11.1.1 Layer Stack

Figure 36. Recommended 4- or 6- Layer (0.062") Stack for a Receiver PCB Design

Routing the high-speed differential signal traces on the top layer avoids the use of vias (and the introduction of their inductances) and allows for clean interconnects from the DisplayPort connectors to the repeater inputs and from the repeater output to the subsequent receiver circuit.

Placing a solid ground plane next to the high-speed signal layer establishes controlled impedance for transmission line interconnects and provides an excellent low-inductance path for the return current flow.

Placing the power plane next to the ground plane creates additional high-frequency bypass capacitance.

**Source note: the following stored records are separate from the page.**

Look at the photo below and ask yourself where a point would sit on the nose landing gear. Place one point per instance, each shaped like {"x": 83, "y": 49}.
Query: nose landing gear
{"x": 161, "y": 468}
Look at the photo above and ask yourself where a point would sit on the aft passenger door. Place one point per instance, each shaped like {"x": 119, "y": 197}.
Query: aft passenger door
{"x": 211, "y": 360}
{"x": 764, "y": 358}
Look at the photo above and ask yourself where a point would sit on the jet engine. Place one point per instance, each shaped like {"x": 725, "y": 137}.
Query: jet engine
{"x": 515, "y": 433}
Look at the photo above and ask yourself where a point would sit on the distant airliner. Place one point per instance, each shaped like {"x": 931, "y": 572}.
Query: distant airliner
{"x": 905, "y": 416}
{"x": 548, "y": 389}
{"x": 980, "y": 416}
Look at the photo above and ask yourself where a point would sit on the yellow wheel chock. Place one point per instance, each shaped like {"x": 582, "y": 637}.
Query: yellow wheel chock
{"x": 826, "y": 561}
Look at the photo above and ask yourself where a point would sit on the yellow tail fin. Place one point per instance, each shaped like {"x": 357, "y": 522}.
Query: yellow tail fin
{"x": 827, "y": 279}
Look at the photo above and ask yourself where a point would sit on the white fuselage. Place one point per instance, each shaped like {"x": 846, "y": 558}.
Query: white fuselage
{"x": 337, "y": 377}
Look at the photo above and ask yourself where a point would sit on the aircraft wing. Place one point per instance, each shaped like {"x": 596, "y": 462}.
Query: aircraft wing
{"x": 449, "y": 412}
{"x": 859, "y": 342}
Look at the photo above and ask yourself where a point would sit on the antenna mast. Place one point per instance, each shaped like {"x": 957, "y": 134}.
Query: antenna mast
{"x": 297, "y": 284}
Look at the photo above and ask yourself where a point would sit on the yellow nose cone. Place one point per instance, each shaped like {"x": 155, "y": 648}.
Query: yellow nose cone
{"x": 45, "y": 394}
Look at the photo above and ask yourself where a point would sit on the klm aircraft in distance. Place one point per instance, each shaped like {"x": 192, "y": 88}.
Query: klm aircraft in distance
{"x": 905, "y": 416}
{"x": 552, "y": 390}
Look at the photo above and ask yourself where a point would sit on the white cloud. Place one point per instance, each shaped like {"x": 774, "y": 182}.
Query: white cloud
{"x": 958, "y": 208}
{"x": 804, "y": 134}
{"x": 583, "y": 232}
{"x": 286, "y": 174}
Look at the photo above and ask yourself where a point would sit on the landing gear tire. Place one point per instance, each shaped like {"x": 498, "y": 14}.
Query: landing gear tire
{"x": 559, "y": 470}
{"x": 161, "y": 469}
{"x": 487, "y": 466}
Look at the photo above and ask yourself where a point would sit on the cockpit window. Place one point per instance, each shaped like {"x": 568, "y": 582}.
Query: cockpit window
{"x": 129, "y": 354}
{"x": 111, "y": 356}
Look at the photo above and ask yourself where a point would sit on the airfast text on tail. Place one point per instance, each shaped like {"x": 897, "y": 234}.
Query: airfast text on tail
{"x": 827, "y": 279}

Routing the fast-edged control signals on the bottom layer by prevents them from cross-talking into the high-speed signal traces and minimizes EMI.

If the receiver requires a supply voltage different from the one of the repeater, add a second power/ground plane system to the stack to keep it symmetrical. This makes the stack mechanically stable and prevents it from warping. Also, the power and ground plane of each power system can be placed closer together, thus increasing the high-frequency bypass capacitance significantly. Finally, a second power/ground system provides added isolation between the signal layers.

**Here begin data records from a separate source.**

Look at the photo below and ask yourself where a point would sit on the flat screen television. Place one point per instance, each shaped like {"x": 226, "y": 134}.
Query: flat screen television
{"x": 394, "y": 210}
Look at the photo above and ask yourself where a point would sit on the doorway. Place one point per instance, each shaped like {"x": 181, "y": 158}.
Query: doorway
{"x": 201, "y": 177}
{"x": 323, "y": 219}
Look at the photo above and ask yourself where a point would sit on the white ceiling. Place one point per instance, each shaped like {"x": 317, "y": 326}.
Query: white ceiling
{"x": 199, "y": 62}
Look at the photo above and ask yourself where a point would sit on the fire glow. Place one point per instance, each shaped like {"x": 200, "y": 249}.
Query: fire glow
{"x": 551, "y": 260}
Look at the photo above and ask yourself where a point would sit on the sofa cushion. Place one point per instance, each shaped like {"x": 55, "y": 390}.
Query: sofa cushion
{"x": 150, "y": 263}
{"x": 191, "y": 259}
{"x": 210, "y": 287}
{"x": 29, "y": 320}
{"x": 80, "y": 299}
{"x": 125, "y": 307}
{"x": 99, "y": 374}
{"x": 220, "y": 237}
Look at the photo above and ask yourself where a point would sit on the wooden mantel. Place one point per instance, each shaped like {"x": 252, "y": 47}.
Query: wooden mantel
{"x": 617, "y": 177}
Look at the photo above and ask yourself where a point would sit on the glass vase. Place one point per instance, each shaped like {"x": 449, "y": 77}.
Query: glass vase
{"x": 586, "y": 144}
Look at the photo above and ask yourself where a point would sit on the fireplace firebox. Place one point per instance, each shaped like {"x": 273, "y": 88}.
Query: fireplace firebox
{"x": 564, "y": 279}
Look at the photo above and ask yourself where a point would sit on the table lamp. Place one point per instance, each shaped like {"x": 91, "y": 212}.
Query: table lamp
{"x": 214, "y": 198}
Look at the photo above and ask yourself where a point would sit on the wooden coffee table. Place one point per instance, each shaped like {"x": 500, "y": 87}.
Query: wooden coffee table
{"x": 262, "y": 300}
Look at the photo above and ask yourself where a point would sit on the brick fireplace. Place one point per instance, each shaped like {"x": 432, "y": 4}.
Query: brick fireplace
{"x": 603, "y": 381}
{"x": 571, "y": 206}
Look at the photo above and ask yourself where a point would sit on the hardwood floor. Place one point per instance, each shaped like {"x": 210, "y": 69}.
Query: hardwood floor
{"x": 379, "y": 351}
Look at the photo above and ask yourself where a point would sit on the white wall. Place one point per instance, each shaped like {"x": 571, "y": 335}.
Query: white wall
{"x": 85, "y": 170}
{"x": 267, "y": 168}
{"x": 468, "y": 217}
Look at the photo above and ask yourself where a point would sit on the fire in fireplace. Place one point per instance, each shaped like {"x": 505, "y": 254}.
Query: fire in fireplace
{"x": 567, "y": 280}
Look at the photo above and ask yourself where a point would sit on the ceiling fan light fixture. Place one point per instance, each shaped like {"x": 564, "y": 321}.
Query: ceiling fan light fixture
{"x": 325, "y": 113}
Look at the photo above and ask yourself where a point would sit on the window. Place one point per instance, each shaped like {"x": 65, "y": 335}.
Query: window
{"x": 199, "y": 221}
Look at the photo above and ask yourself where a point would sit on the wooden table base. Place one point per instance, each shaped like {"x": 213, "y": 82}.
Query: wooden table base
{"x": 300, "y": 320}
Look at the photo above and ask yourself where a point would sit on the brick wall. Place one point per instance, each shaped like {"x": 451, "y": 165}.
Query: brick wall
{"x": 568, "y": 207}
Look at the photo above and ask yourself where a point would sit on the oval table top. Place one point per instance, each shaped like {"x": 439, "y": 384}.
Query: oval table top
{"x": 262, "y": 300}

11.1.2 Power Plane Do's and Don'ts for Four-Layer Boards

Rreducing noise in four-layer board configurations is of paramount concern. The following guidelines should maintain the advantages gained in the four-layer board layout.

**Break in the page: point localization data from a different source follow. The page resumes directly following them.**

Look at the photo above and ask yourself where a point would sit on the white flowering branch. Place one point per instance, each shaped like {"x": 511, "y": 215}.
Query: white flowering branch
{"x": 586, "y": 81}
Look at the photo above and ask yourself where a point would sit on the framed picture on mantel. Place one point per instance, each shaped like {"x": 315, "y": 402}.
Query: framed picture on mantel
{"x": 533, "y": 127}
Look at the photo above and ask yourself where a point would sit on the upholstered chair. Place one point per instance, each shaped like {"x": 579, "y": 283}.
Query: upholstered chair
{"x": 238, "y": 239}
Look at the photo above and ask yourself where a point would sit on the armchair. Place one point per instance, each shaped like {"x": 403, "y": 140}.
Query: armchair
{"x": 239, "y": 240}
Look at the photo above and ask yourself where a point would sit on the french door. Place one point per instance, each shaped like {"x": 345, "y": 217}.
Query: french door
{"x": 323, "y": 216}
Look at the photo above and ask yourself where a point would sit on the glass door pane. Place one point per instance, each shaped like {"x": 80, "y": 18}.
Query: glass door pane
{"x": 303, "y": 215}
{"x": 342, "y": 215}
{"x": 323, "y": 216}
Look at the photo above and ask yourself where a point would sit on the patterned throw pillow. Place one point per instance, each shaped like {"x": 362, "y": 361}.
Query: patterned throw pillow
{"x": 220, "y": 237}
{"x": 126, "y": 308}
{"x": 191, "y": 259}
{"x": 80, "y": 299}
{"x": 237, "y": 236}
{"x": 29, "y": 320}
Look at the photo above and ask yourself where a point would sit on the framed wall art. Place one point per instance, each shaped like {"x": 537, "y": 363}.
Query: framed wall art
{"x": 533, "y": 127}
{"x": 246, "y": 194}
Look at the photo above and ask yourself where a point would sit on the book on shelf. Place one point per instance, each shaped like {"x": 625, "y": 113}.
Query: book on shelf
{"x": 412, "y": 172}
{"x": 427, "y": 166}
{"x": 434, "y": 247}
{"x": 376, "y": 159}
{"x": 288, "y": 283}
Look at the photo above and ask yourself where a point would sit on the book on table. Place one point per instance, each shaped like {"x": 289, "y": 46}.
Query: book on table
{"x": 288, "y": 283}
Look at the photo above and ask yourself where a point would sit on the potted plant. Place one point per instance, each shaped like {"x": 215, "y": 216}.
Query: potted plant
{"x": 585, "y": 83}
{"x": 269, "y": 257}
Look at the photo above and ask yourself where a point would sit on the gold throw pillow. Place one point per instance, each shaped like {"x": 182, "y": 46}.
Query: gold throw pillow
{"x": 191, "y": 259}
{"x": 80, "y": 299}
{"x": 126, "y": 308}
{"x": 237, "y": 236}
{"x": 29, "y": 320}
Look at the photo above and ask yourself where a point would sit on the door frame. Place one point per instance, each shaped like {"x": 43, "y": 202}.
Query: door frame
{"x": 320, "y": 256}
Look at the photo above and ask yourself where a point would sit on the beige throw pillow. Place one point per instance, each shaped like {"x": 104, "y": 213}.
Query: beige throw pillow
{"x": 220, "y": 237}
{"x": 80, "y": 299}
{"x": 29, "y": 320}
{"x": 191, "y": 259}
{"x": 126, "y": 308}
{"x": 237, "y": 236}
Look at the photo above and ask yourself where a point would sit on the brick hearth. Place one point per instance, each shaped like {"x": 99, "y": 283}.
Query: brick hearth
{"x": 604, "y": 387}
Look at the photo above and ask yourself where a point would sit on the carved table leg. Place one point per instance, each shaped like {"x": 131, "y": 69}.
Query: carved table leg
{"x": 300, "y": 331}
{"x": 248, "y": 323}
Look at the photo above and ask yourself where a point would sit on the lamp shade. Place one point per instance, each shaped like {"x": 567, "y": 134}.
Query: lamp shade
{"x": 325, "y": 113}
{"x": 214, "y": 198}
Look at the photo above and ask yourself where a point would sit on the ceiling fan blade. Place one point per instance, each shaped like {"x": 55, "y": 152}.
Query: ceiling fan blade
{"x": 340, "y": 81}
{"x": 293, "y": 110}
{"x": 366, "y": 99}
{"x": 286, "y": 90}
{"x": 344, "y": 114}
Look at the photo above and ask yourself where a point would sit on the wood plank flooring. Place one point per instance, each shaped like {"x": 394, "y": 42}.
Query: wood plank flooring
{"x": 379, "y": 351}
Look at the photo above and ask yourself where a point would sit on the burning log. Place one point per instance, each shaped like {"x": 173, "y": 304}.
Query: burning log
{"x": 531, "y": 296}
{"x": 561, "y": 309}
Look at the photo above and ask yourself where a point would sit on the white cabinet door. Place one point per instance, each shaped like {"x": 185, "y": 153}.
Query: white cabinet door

• Pay utmost attention to how the holes and cutouts in the planes are done. They break up the plane and, therefore, cause increased loop areas (see A and B in Figure 37).
• Avoid buried traces in the ground plane. If you have to use them, put them in the +V plane.
• When making through holes for 100-mil-center-spacing leads in the plane, place a small trace between each pin. Breaking up the plane with a row of holes is much better than having a long slot (see C and D in Figure 37).
• When splitting up the ground plane to make a digital and power ground for example, make sure that the signals connected to the microcomputer are still located entirely over the digital ground. Extending signal traces beyond the power ground is detrimental because the power ground does not work to reduce the loop area for digital noise signals.

Figure 37. Four-Layer Board Layout Considerations

11.1.3 Differential Traces

Guidelines for routing PCB traces are necessary when trying to maintain signal integrity and lower EMI. Although there seems to be an endless number of precautions to be taken, this section provides only a few main recommendations as layout guidance.

1. Reduce intra-pair skew in a differential trace by introducing small meandering corrections at the point of mismatch.
2. Reduce inter-pair skew, caused by component placement and IC pinouts, by making larger meandering correction along the signal path. Use chamfered corners with a length-to-trace width ratio of between 3 and 5. The distance between bends should be 8 to 10 times the trace width.
3. Use 45 degree bends (chamfered corners), instead of right-angle (90°) bends. Right-angle bends increase the effective trace width, which changes the differential trace impedance creating large discontinuities. A 45o bends is seen as a smaller discontinuity.
4. When routing around an object, route both trace of a pair in parallel. Splitting the traces changes the line-to-line spacing, thus causing the differential impedance to change and discontinuities to occur.
5. Place passive components within the signal path, such as source-matching resistors or ac-coupling capacitors, next to each other. Routing as in case a) creates wider trace spacing than in b), the resulting discontinuity, however, is limited to a far narrower area.
6. When routing traces next to a via or between an array of vias, make sure that the via clearance section does not interrupt the path of the return current on the ground plane below.
7. Avoid metal layers and traces underneath or between the pads off the DisplayPort connectors for better impedance matching. Otherwise they will cause the differential impedance to drop below 75 Ω and fail the board during TDR testing.
8. Use the smallest size possible for signal trace vias and DisplayPort connector pads as they have less impact on the 100 Ω differential impedance. Large vias and pads can cause the impedance to drop below 85 Ω.
9. Use solid power and ground planes for 100 Ω impedance control and minimum power noise.
10. For 100 Ω differential impedance, use the smallest trace spacing possible, which is usually specified by the PCB vendor.
11. Keep the trace length between the DisplayPort connector and the DisplayPort device as short as possible to minimize attenuation.
12. Use good DisplayPort connectors whose impedances meet the specifications.
13. Place bulk capacitors (for example, 10 μF) close to power sources, such as voltage regulators or where the power is supplied to the PCB.
14. Place smaller 0.1 μF or 0.01 μF capacitors at the device.